On the other side of the pond, European Captain Darren Clarke has to be feeling confident too. Danny Willett captured the Masters on Sunday – the first European to do so since Jose Maria Olazabal in 1999. In all, seven European players occupied the top-10 in the final Masters standings, including Ryder Cup stalwarts Lee Westwood (T4) and Rory McIlroy (T10). (Note: England’s Paul Casey, T4 at the Masters, is not currently eligible for the Ryder Cup, as he’s not a European Tour member. He previously played on three European Ryder Cup teams.). 

"Hope they are all in the same form in September in Hazeltine," Clarke told the Associated Press this week. "Any time you see seven Europeans in the top 10 at a major, that's got to be a hugely positive step. Especially in the year of the Ryder Cup."

Unlike the U.S. team, there are nine automatic spots up for grabs on the European side.
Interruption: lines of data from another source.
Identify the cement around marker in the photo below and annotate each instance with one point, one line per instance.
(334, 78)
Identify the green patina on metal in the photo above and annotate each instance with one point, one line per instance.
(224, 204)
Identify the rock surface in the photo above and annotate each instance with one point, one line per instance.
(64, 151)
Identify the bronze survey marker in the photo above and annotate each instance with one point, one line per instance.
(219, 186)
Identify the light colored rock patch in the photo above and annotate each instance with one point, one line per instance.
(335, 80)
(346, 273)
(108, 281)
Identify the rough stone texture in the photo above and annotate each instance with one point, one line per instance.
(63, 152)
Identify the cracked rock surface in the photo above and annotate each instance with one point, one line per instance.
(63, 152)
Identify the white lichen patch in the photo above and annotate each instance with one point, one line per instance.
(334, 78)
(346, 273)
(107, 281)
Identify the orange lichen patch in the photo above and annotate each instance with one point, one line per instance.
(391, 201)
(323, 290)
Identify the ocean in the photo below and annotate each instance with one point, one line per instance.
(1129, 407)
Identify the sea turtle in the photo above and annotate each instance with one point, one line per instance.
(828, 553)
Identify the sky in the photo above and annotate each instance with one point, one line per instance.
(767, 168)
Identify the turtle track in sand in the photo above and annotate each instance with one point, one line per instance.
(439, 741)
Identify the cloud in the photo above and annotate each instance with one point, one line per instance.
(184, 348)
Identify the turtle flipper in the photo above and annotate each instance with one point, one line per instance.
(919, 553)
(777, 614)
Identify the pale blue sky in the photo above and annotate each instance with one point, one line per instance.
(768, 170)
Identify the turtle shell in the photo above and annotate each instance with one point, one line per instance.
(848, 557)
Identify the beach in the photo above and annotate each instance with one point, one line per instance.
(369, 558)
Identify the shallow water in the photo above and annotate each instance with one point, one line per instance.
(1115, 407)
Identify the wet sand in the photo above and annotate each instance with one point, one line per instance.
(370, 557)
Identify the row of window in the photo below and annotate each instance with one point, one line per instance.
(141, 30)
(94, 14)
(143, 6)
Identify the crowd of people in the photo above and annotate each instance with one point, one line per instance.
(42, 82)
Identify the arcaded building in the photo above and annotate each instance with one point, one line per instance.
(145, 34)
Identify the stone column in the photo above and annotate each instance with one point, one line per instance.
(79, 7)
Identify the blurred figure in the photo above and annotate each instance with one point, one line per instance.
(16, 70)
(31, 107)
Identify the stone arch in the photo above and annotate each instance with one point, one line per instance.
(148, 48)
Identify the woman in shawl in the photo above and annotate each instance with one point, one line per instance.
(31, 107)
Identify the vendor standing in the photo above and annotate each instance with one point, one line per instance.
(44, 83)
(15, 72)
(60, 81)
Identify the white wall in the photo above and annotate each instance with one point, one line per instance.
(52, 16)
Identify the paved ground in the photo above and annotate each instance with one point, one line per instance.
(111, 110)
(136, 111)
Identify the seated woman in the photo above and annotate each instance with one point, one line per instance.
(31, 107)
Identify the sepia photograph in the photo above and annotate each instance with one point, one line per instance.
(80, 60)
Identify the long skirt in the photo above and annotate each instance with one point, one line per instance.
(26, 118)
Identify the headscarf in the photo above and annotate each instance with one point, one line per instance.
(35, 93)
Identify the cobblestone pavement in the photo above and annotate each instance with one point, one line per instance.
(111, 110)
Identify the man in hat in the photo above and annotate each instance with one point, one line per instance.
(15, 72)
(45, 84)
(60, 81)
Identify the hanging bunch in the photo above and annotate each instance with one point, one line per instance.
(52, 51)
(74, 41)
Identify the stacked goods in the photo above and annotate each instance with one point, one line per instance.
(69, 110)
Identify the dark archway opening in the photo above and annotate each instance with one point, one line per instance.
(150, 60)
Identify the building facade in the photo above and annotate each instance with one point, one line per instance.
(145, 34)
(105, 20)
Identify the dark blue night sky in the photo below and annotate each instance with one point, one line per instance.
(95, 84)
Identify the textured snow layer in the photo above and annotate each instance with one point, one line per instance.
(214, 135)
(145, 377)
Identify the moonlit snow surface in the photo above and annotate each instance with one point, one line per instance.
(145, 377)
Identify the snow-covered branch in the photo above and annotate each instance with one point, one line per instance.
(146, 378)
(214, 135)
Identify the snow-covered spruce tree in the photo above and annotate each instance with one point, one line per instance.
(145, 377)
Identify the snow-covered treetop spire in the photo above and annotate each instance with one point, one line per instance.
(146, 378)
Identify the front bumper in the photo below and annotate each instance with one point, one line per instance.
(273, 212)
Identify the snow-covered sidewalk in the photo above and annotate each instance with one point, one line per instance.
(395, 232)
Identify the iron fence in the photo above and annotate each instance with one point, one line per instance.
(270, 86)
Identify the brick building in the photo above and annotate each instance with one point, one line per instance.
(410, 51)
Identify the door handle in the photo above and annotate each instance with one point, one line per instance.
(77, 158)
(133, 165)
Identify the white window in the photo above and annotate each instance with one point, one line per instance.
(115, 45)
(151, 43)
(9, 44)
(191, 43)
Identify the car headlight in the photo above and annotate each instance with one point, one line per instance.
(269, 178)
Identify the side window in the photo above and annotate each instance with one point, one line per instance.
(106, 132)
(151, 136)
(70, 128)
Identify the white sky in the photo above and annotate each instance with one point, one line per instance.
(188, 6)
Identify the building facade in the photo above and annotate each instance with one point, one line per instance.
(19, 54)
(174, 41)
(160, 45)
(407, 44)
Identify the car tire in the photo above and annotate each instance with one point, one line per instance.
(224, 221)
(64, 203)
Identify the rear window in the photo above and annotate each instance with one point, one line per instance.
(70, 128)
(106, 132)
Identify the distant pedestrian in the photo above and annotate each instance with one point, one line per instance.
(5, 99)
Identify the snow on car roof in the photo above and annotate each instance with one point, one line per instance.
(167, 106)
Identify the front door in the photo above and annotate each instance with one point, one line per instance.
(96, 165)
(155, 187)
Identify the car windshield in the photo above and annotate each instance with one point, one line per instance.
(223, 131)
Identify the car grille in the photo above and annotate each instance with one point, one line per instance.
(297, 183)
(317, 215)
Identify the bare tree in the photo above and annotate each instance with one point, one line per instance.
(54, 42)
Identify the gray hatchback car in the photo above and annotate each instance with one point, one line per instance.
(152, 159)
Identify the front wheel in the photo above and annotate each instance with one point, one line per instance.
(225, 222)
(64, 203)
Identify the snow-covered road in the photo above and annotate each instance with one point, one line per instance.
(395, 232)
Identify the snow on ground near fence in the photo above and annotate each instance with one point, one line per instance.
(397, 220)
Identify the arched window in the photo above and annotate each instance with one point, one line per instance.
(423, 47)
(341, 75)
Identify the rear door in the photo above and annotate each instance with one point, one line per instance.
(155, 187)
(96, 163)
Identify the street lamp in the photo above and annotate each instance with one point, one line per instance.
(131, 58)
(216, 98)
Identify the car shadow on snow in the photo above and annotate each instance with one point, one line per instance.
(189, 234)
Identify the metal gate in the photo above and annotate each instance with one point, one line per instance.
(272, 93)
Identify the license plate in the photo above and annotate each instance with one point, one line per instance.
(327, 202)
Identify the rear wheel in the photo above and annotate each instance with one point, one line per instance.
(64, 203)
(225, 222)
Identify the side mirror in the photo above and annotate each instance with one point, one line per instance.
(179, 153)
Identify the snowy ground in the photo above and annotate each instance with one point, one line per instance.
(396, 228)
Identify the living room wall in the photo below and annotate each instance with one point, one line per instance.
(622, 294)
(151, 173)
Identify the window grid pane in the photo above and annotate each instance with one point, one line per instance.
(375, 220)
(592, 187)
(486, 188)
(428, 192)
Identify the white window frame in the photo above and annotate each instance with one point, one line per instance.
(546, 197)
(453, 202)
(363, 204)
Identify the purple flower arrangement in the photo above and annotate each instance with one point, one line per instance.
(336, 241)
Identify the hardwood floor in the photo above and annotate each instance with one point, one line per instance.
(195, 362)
Clarke will complete his team with three Captain’s Picks.

The top four players qualify for the European team off the European Points List, while the top five qualify off the World Points List (if not already qualified from the European List). Here’s how the automatic nine would look if points closed today:

Danny Willett
Rory McIlroy
Matthew Fitzpatrick
Andy Sullivan
Henrik Stenson
Justin Rose
Rafa Cabrera-Bello
Sergio Garcia
Thomas Pieters

Of that nine, five are would-be Ryder Cup rookies in Willett, Fitzpatrick, Sullivan, Cabrera-Bello and Pieters. McIlroy, Stenson, Rose and Garcia, however, bring loads of “winning Ryder Cup experience” – something that can’t be said about anyone on the U.S. side. The U.S. does have the edge in major victories, 11-6.

Regarding potential Captain’s Picks, it’s likely that the names Martin Kaymer, Jamie Donaldson, Graeme McDowell, Chris Wood, Victor Dubuisson, Bernd Wiesberger and the wild card of all wild cards, Ian Poulter, are the ones dancing in Clarke’s head at the moment. If today were the day to make the picks, it would be difficult for Clarke to go wrong picking any three from that group.

On paper, it would appear the U.S. is the stronger team at this point in time.

As we’ve seen through the years, however, an assessment like that typically isn’t worth the paper it’s written on.

The Ryder Cup will be decided, passionately by both sides, inside the ropes at Hazeltine with the visiting team looking to sustain its dominance and the home team looking to definitively bury what’s been an ugly slump.